Although the polystylism, improvisation and collaboration of I Like My Friends has precedent in John Zorn’s Naked City, Mocrep’s album is remarkable for its avoidance of avant-garde signifiers. The material is never abrasive or discordant or minimal; they aren’t interested in repetition, noise or field recordings, atonality or bland consonance. As each digestible, pleasing track goes past, the subtle provocation of I Like My Friends accumulates. What if New Music could be fun? What if it sounded exactly like pop music (surely the most relentlessly ‘new’ of all music)?

Is I Like My Friends as straightforward as all that though? All I Need seems initially to be a pitch perfect disco pastiche. But then Jenna Lyle’s vocal climbs giddily into a superhuman, coloratura-helium register (a vocal performance that has shades of the stratospheric Ariel in Thomas Adès’s The Tempest) and combined with the banally affirmative lyrics, “I’m awesome, I’m beautiful…you are my best friend,” the track is nudged towards irony.

Similarly Intermezzo announces itself as a delicate chamber ensemble piece, like Britten ripping off Purcell with a Thom Yorke vocal floating over the top if Thom Yorke was a classically trained countertenor. But then there’s one too many tastefully unexpected harmony change, a gloriously over-egged false relation and finally a florid clarinet solo that pushes the track towards ludicrousness.

On the ballad David the transition from guitar accompaniment to organ to strings within the opening verses of the song has an almost subliminal absurdity. Mocrep frantically ticking off boxes associated with Bowie-esque/Britpoppy production choices. Nothing is wrong or unexpected; in fact there are too many generic signifiers, a subversive abundance of the predictable and the anticipated. The introduction features a stylistic note-bend on almost every note of the guitar line where you might expect one. Something similar happens in the anachronistic use of cadential trills in late Beethoven. Beethoven uses the trills to make a reference to Baroque style but rather than use them for emphasis at stylistically appropriate moments, fills pages of the late piano sonatas and string quartets with them, in the process, hollowing out their significance and meaning.

What is thrilling about I Like My Friends is that while Mocrep constantly flirt with and hint at irony, the album never tips over into becoming a joke; there’s no winking, sneery postmodern detachment. Mocrep look you straight in the eye and ask you to take every noodly synth solo, flute break, groovy 12-tone bass clarinet line and the title itself entirely seriously.

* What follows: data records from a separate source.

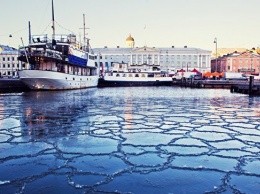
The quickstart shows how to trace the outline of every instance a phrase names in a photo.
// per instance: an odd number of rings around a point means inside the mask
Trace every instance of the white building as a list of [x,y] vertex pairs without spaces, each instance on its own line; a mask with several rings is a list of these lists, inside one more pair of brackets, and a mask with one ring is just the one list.
[[162,71],[192,71],[194,68],[201,73],[210,71],[211,51],[199,48],[156,48],[135,47],[134,39],[129,35],[126,39],[126,48],[95,48],[97,63],[105,70],[109,70],[113,62],[124,62],[131,65],[160,65]]
[[17,49],[0,45],[0,77],[17,76],[17,70],[22,68],[17,58]]

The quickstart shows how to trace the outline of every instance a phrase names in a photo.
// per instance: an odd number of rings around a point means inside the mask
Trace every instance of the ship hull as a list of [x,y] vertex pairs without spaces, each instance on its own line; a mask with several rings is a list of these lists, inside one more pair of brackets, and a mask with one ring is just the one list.
[[98,76],[80,76],[42,70],[19,71],[20,80],[31,90],[73,90],[97,87]]

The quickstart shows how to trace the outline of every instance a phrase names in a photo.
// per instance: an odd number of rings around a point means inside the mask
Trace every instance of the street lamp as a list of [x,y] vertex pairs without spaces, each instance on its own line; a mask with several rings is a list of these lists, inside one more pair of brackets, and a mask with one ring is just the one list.
[[216,44],[216,71],[217,71],[217,65],[218,65],[218,41],[217,38],[214,39],[214,43]]
[[253,56],[251,55],[251,69],[250,69],[250,73],[252,75],[252,71],[253,71]]
[[[10,42],[11,42],[11,38],[12,38],[13,36],[12,36],[12,34],[9,34],[9,48],[11,48],[11,46],[10,46]],[[14,74],[13,74],[13,53],[12,53],[12,51],[10,51],[10,61],[11,61],[11,66],[12,66],[12,78],[13,78],[13,76],[14,76]]]

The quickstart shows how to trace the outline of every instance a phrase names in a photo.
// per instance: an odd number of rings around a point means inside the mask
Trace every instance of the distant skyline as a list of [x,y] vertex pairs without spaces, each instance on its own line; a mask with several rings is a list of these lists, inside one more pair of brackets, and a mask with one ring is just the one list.
[[[51,0],[0,0],[0,44],[18,48],[32,34],[51,34]],[[83,38],[83,14],[92,48],[135,46],[260,47],[259,0],[54,0],[57,34]],[[9,37],[11,35],[12,37]]]

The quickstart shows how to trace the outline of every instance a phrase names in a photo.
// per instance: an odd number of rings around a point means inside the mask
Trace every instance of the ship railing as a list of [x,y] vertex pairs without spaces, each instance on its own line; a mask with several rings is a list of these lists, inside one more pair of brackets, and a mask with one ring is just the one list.
[[[22,56],[32,56],[32,57],[49,57],[49,58],[54,58],[54,59],[59,59],[62,60],[62,53],[59,51],[53,51],[53,50],[33,50],[31,52],[28,52],[26,50],[26,53],[24,50],[20,50],[20,55]],[[65,59],[66,60],[66,59]]]
[[31,38],[33,43],[53,43],[55,40],[56,43],[67,43],[67,44],[76,44],[76,36],[73,34],[65,35],[65,34],[55,34],[52,35],[51,38],[48,37],[47,34],[43,35],[33,35]]
[[33,35],[32,36],[32,42],[33,43],[47,43],[48,42],[48,35]]

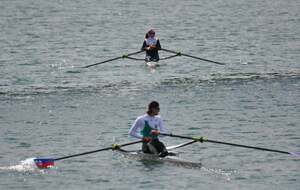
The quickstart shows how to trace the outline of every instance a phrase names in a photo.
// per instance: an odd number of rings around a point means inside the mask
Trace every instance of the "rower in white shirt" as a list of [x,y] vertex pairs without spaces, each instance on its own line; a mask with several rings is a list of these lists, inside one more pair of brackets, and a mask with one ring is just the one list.
[[157,154],[160,157],[168,155],[168,151],[165,145],[159,140],[158,134],[167,133],[164,124],[158,115],[159,103],[152,101],[148,105],[148,111],[146,114],[139,116],[128,134],[132,137],[143,139],[142,151],[144,153]]

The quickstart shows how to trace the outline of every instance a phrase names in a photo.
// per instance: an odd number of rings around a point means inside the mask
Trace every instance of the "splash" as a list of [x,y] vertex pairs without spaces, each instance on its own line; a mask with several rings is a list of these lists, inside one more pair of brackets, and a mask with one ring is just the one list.
[[22,160],[17,165],[3,166],[0,170],[16,171],[16,172],[37,172],[40,169],[36,166],[34,162],[35,158],[27,158]]
[[221,177],[221,178],[224,177],[227,181],[230,181],[231,176],[237,173],[236,170],[223,170],[223,169],[205,168],[205,167],[202,167],[202,171],[205,171],[208,174],[215,175],[215,177]]

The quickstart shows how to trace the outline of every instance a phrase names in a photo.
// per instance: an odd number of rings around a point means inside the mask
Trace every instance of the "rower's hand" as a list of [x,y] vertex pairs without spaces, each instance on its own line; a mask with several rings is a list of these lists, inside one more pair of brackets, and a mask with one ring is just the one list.
[[156,49],[156,46],[154,46],[154,45],[151,45],[151,46],[147,47],[146,49],[147,49],[147,50]]
[[152,138],[151,138],[151,137],[144,137],[144,138],[143,138],[143,141],[144,141],[144,142],[151,142],[151,141],[152,141]]
[[157,136],[158,136],[160,133],[159,133],[158,130],[153,129],[153,130],[151,131],[151,134],[152,134],[152,135],[157,135]]

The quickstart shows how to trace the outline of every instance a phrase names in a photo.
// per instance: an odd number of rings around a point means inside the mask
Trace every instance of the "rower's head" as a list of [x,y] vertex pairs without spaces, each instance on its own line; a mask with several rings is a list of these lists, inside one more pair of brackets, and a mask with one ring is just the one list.
[[159,110],[160,110],[159,109],[159,103],[157,101],[152,101],[148,105],[147,114],[150,115],[150,116],[155,116],[155,115],[158,115]]
[[155,31],[153,29],[151,29],[151,30],[148,31],[147,34],[148,34],[149,37],[153,38],[155,36]]

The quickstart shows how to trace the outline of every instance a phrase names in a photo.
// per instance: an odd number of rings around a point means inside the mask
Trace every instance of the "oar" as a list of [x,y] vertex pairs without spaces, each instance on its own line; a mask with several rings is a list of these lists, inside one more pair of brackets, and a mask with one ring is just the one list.
[[105,150],[116,150],[116,149],[119,149],[120,147],[129,146],[129,145],[133,145],[133,144],[137,144],[137,143],[141,143],[141,142],[143,142],[143,140],[129,142],[129,143],[120,144],[120,145],[113,144],[110,147],[101,148],[101,149],[98,149],[98,150],[92,150],[92,151],[88,151],[88,152],[83,152],[83,153],[79,153],[79,154],[73,154],[73,155],[69,155],[69,156],[63,156],[63,157],[59,157],[59,158],[35,158],[34,162],[35,162],[35,164],[37,165],[38,168],[45,169],[45,168],[49,168],[49,167],[54,166],[54,162],[58,161],[58,160],[64,160],[64,159],[67,159],[67,158],[83,156],[83,155],[92,154],[92,153],[96,153],[96,152],[101,152],[101,151],[105,151]]
[[177,51],[173,51],[173,50],[168,50],[168,49],[164,49],[164,48],[161,48],[161,50],[169,52],[169,53],[175,53],[178,56],[182,55],[182,56],[191,57],[191,58],[194,58],[194,59],[199,59],[199,60],[202,60],[202,61],[207,61],[207,62],[210,62],[210,63],[215,63],[215,64],[218,64],[218,65],[225,65],[225,63],[221,63],[221,62],[217,62],[217,61],[212,61],[212,60],[204,59],[204,58],[201,58],[201,57],[196,57],[196,56],[193,56],[193,55],[188,55],[188,54],[177,52]]
[[118,59],[124,59],[124,58],[128,58],[129,56],[131,55],[136,55],[136,54],[139,54],[141,52],[143,52],[144,50],[140,50],[140,51],[137,51],[137,52],[133,52],[133,53],[129,53],[129,54],[124,54],[122,56],[119,56],[119,57],[115,57],[115,58],[112,58],[112,59],[108,59],[108,60],[105,60],[105,61],[101,61],[99,63],[94,63],[94,64],[91,64],[91,65],[87,65],[87,66],[84,66],[83,68],[88,68],[88,67],[92,67],[92,66],[95,66],[95,65],[100,65],[100,64],[103,64],[103,63],[107,63],[107,62],[110,62],[110,61],[115,61],[115,60],[118,60]]
[[247,145],[242,145],[242,144],[221,142],[221,141],[216,141],[216,140],[210,140],[210,139],[207,139],[205,137],[188,137],[188,136],[182,136],[182,135],[173,135],[171,133],[169,133],[169,134],[168,133],[160,133],[160,135],[170,136],[170,137],[178,137],[178,138],[183,138],[183,139],[191,139],[191,140],[194,140],[194,141],[199,141],[201,143],[210,142],[210,143],[217,143],[217,144],[225,144],[225,145],[237,146],[237,147],[242,147],[242,148],[250,148],[250,149],[276,152],[276,153],[282,153],[282,154],[290,154],[290,155],[293,155],[293,156],[300,157],[300,152],[287,152],[287,151],[282,151],[282,150],[274,150],[274,149],[261,148],[261,147],[256,147],[256,146],[247,146]]

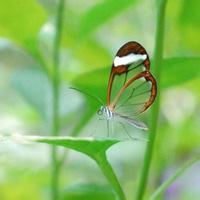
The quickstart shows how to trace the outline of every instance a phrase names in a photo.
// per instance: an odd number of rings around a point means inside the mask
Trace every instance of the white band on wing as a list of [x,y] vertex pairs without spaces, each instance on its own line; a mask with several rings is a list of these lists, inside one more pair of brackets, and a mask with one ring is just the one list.
[[144,61],[147,58],[146,54],[128,54],[123,57],[116,56],[114,59],[114,67],[120,66],[120,65],[129,65],[134,62],[138,61]]

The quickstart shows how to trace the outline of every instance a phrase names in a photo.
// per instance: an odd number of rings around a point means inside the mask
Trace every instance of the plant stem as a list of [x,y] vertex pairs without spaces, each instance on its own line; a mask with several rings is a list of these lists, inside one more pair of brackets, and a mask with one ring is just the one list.
[[174,175],[169,177],[158,189],[151,195],[149,200],[155,200],[159,195],[161,195],[179,176],[181,176],[191,165],[200,160],[200,157],[189,160],[183,164]]
[[[52,135],[58,136],[60,132],[60,120],[59,120],[59,96],[60,96],[60,43],[62,33],[62,21],[64,11],[64,0],[60,0],[57,8],[57,16],[55,20],[55,38],[53,46],[53,80],[52,80],[52,92],[53,92],[53,111],[52,111]],[[59,198],[59,160],[57,148],[52,147],[52,180],[51,180],[51,199],[57,200]]]
[[104,173],[105,177],[112,185],[114,191],[118,195],[120,200],[126,200],[125,194],[119,184],[119,181],[111,167],[110,163],[108,162],[105,152],[101,153],[98,157],[95,158],[98,166],[101,168],[102,172]]
[[[165,10],[167,0],[160,0],[158,3],[157,23],[156,23],[156,39],[154,51],[154,75],[157,79],[158,86],[161,80],[161,66],[163,59],[163,41],[164,41],[164,28],[165,28]],[[159,87],[158,87],[159,88]],[[158,89],[157,99],[152,107],[149,142],[146,147],[141,178],[137,191],[137,200],[142,200],[146,191],[147,181],[149,177],[150,165],[153,156],[154,143],[157,131],[157,122],[160,109],[160,90]]]

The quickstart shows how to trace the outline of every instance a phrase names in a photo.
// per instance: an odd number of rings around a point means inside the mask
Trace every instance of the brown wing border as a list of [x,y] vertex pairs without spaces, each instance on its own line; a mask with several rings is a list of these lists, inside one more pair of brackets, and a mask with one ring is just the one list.
[[[135,41],[130,41],[125,43],[117,52],[116,56],[119,57],[123,57],[126,56],[130,53],[134,53],[134,54],[145,54],[147,55],[147,58],[143,61],[143,66],[145,67],[146,71],[150,70],[150,60],[149,60],[149,56],[148,53],[146,52],[145,48],[139,44],[138,42]],[[111,72],[110,72],[110,77],[109,77],[109,81],[108,81],[108,88],[107,88],[107,105],[110,105],[110,95],[111,95],[111,90],[112,90],[112,84],[114,81],[115,76],[120,76],[124,73],[128,73],[129,72],[129,67],[131,66],[131,64],[129,65],[120,65],[115,67],[114,63],[112,64],[112,68],[111,68]]]
[[123,94],[123,92],[126,90],[126,88],[128,88],[131,84],[134,83],[134,81],[140,79],[140,78],[145,78],[145,80],[147,82],[151,82],[152,86],[151,86],[151,95],[148,99],[148,101],[144,104],[144,108],[140,111],[140,113],[144,112],[145,110],[147,110],[152,103],[154,102],[155,98],[156,98],[156,94],[157,94],[157,83],[156,83],[156,79],[153,77],[153,75],[149,72],[149,71],[144,71],[141,72],[139,74],[137,74],[136,76],[132,77],[131,79],[129,79],[125,85],[120,89],[120,91],[117,93],[116,97],[114,98],[114,100],[107,105],[108,108],[112,111],[114,111],[115,106],[119,100],[119,98],[121,97],[121,95]]

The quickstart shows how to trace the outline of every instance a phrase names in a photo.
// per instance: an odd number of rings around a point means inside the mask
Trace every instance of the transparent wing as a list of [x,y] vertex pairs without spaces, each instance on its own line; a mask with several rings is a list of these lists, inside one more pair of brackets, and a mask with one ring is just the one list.
[[[142,122],[124,118],[115,117],[110,120],[113,132],[110,133],[110,137],[118,138],[122,140],[136,140],[136,141],[148,141],[148,134],[144,131],[145,124]],[[140,128],[139,128],[140,127]],[[143,128],[141,128],[143,127]]]
[[112,138],[146,142],[148,134],[144,131],[145,127],[146,125],[142,122],[127,117],[115,116],[110,120],[106,120],[99,115],[95,115],[81,134],[99,139]]
[[149,71],[142,70],[140,65],[114,80],[113,88],[117,89],[113,89],[111,105],[114,106],[115,113],[132,117],[145,111],[153,103],[157,90],[156,81]]
[[129,70],[120,75],[115,75],[112,83],[110,101],[112,102],[120,89],[125,85],[127,80],[131,77],[136,76],[137,74],[145,71],[145,68],[142,63],[134,63],[129,67]]
[[115,113],[116,115],[116,118],[118,118],[118,121],[121,121],[123,123],[127,123],[127,124],[130,124],[136,128],[139,128],[141,130],[145,130],[147,131],[148,130],[148,127],[145,123],[143,123],[142,121],[139,121],[139,120],[136,120],[136,119],[132,119],[132,118],[129,118],[127,116],[122,116],[122,115],[119,115],[117,113]]

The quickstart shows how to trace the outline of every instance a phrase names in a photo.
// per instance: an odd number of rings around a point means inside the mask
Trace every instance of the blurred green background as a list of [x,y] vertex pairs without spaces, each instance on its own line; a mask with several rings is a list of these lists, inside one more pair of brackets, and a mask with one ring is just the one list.
[[[66,0],[61,44],[61,135],[78,135],[99,107],[68,88],[103,100],[113,57],[127,41],[152,58],[158,0]],[[0,0],[0,136],[50,135],[53,39],[57,0]],[[168,0],[161,110],[147,192],[200,153],[200,2]],[[98,92],[97,92],[98,91]],[[145,116],[148,119],[148,113]],[[109,160],[133,199],[143,161],[143,142],[113,146]],[[59,149],[62,153],[62,148]],[[0,143],[0,199],[50,196],[49,147]],[[200,199],[200,164],[192,166],[161,197]],[[105,177],[83,154],[70,151],[61,174],[61,199],[114,199]]]

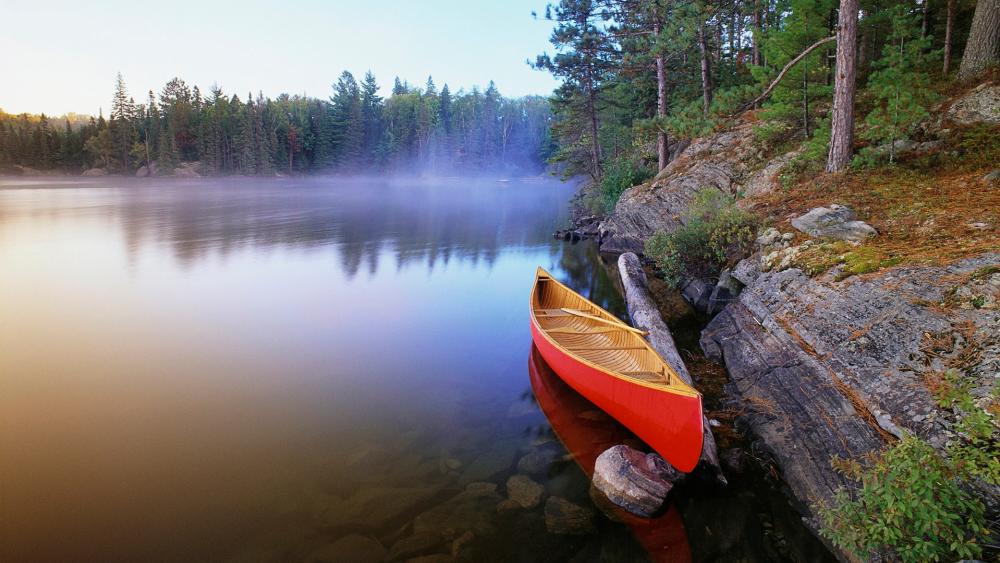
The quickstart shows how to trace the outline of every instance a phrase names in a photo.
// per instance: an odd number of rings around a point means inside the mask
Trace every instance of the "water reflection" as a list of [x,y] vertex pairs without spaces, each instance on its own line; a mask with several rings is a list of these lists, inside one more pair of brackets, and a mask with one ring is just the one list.
[[[528,359],[528,373],[531,389],[549,425],[588,476],[594,473],[597,457],[612,446],[629,444],[645,448],[624,426],[559,379],[534,346]],[[606,509],[613,510],[614,517],[631,528],[653,561],[691,561],[684,522],[672,504],[655,518],[636,518],[622,510]]]
[[[540,417],[508,416],[535,267],[621,312],[593,248],[551,237],[571,193],[0,180],[0,560],[301,560],[355,532],[389,549],[469,479],[502,494]],[[585,502],[579,476],[553,483]],[[351,512],[367,502],[399,512]],[[581,549],[498,517],[491,553]]]

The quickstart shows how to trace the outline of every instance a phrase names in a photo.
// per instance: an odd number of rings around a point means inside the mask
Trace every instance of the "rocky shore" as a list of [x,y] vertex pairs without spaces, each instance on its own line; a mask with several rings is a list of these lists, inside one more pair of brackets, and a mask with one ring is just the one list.
[[[971,89],[938,110],[925,128],[931,137],[949,127],[1000,123],[1000,85]],[[778,174],[796,153],[765,157],[753,127],[752,116],[736,119],[626,191],[596,229],[601,251],[641,253],[654,233],[683,224],[703,190],[738,194],[740,205],[775,193]],[[993,182],[989,174],[981,181]],[[811,271],[802,259],[810,249],[831,241],[853,248],[882,236],[841,203],[783,215],[778,209],[786,232],[763,233],[756,252],[718,279],[681,286],[694,306],[714,315],[700,344],[728,371],[727,400],[739,426],[777,463],[813,530],[817,507],[838,488],[856,486],[831,461],[860,459],[908,433],[943,451],[957,430],[936,404],[934,378],[960,368],[982,402],[1000,374],[1000,252],[890,263],[860,274],[842,261]],[[1000,225],[972,221],[968,228]],[[979,486],[976,494],[988,512],[1000,512],[996,487]]]

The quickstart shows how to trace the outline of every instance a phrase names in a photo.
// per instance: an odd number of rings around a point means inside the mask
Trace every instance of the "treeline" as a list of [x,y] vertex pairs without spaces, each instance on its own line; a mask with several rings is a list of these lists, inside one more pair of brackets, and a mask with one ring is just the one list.
[[[313,172],[535,173],[549,156],[546,98],[484,91],[440,91],[398,78],[387,98],[369,72],[344,72],[328,100],[207,95],[174,78],[137,103],[121,75],[111,113],[83,123],[0,112],[0,165],[132,174],[153,164],[169,174],[198,162],[206,174]],[[148,168],[147,168],[148,170]],[[143,170],[142,173],[145,173]]]
[[840,170],[856,124],[892,146],[929,85],[1000,59],[1000,0],[562,0],[545,17],[556,52],[533,65],[564,80],[553,158],[612,192],[752,107],[773,146],[806,141]]

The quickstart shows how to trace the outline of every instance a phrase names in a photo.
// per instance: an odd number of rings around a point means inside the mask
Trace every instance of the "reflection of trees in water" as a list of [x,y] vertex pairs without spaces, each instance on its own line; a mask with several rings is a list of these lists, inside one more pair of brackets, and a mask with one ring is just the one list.
[[558,264],[565,276],[560,277],[560,281],[613,314],[627,313],[618,288],[617,266],[600,255],[596,244],[560,243],[560,249]]
[[394,185],[328,180],[291,184],[248,180],[126,188],[102,207],[122,227],[134,257],[167,244],[185,266],[245,249],[311,250],[335,245],[348,276],[452,259],[492,265],[506,247],[552,241],[566,188],[550,183]]

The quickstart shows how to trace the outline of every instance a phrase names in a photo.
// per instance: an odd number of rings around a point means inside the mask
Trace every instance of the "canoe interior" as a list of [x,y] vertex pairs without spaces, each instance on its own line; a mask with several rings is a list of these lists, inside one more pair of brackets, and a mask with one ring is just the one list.
[[[697,395],[642,336],[614,315],[590,303],[539,268],[532,312],[539,328],[561,348],[613,375]],[[565,309],[571,310],[567,312]],[[603,321],[574,314],[576,311]]]

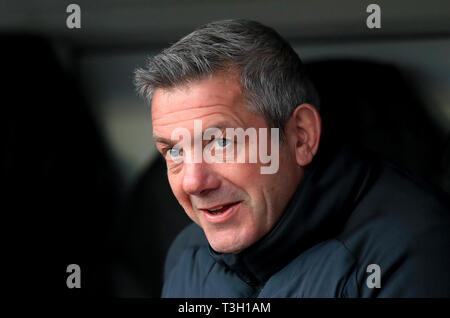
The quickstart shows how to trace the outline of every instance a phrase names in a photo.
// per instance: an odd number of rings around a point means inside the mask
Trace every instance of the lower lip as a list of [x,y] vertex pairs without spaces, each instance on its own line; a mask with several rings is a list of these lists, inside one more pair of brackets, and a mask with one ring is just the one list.
[[206,220],[210,223],[223,223],[231,219],[233,215],[236,214],[240,204],[240,202],[233,204],[220,214],[211,214],[206,211],[203,211],[203,214],[205,215]]

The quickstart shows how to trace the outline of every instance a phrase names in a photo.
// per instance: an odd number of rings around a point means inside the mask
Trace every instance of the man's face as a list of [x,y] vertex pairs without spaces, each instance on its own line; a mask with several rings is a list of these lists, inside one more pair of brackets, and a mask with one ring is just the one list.
[[[280,144],[279,169],[275,174],[261,174],[259,160],[257,163],[248,160],[245,163],[177,162],[173,158],[179,152],[168,149],[179,140],[174,140],[172,145],[168,140],[176,128],[187,129],[193,139],[194,120],[201,120],[203,130],[218,126],[244,130],[252,127],[259,132],[259,128],[266,128],[269,147],[270,128],[262,116],[249,110],[237,75],[215,75],[183,87],[154,92],[153,134],[158,150],[166,159],[175,197],[188,216],[203,228],[215,251],[238,253],[273,228],[300,182],[302,170],[289,143]],[[258,133],[258,140],[259,137]],[[208,141],[203,141],[203,146],[205,143]],[[223,142],[220,146],[224,146]],[[193,150],[183,152],[187,155]]]

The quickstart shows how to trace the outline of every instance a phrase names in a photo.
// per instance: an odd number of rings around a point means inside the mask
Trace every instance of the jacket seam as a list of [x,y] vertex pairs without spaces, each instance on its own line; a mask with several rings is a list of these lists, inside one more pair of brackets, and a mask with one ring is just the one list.
[[359,285],[358,285],[358,279],[357,279],[357,268],[358,268],[358,264],[359,262],[359,258],[355,257],[354,253],[352,252],[352,250],[347,246],[347,244],[345,243],[344,240],[341,240],[339,238],[335,238],[336,241],[338,241],[339,243],[342,244],[342,246],[344,246],[344,248],[347,250],[347,252],[349,252],[350,256],[353,259],[353,263],[354,263],[354,269],[350,275],[350,277],[347,279],[347,281],[344,284],[344,287],[342,287],[342,292],[341,295],[346,294],[346,290],[347,290],[347,285],[350,282],[350,280],[354,277],[355,280],[355,286],[356,286],[356,291],[357,291],[357,297],[360,297],[360,292],[359,292]]

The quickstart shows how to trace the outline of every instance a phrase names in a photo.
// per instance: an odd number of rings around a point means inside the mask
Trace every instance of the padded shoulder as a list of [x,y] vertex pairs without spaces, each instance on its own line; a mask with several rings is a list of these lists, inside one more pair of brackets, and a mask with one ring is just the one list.
[[208,241],[206,240],[203,230],[197,224],[191,223],[177,235],[170,246],[164,265],[164,281],[178,262],[183,251],[187,248],[196,246],[208,246]]

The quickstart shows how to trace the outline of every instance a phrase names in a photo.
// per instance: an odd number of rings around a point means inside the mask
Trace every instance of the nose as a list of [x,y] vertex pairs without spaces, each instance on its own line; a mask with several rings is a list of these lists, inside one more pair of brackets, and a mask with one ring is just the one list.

Postmodern composers treat popular and classical music cultures (and culture in general) as a horizontal plane of potential raw material. The composer surveys and interacts with the material they use from an elevated, detached vantage point. Postmodern music suggests that all culture is fundamentally the same, apart from the postmodern composition itself. Mocrep’s album recognises this non-hierarchical cultural landscape but they do not adopt this detached pose. They have climbed down from their high-art vantage point and are working at the level of the materials they use. I Like My Friends uses postmodern compositional strategies like pastiche but from a position of sincerity, honesty and respect towards its source material.